Williams recognized that football players often do need some kind of treatment after games, in dealing with pain and also simply calming their bodies down enough to rest up and sleep.

“I’d love to see cannabis as being one of those things that the trainer is walking down the aisle and offering to those players,” he added.

Williams isn’t the only one speaking out. Earlier this year, two-time Super Bowl champion and tight end Travis Kelce estimated that 50-80% of NFL players use cannabis in an interview with Vanity Fair.

Williams has also been vocal about the mental health benefits cannabis has offered him. He previously used Paxil to treat his own anxiety, though he told High Times in 2019 that cannabis helped him to embrace parts of himself that he “never really knew existed” or that he had long since buried.

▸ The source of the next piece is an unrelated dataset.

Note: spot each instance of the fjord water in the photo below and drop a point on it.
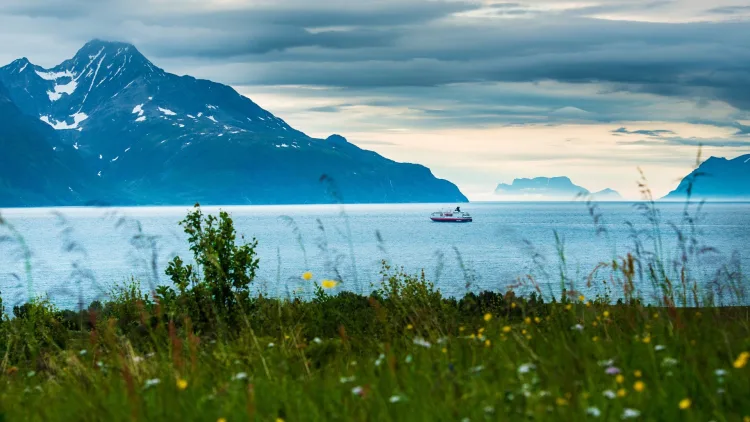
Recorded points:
(78, 254)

While he was reluctant to speak broadly around cannabis and its ability to treat mental-health disorders, he said that cannabis personally helped him to see the world in a different way, “which opened possibilities and doors that I didn’t even know existed.”

“My classification of that is more of a spiritual type of medicine,” Williams said. “Something that gives you a broader perspective and allows you to see things differently. And in my path, in studying different healing modalities, other than the Western healing modality, I learned the main disease we have is a lack of connection to the universe or to spirit.”

During the TMZ Sports interview, Williams also spoke about the growth of Highsman, saying that for the team to “mess this up,” they’d “really have to try.”

“In this market, as far as having an authentic brand, because of the history of cannabis, you had to have been a criminal or a rebel or something. But also, we have a message that people connect to and people respond to. As a brand, we go into markets and say, ‘Hey, can we work together?’ It’s like, there’s no one who said ‘no,’ you know?”

Williams honed in on Highsman’s authentic message, capitalizing on the opportunities his team has been given, all the while growing quality products for a variety of consumers to enjoy.

“If we can be a person that makes that connection, on the cannabis side, that feels great to us.”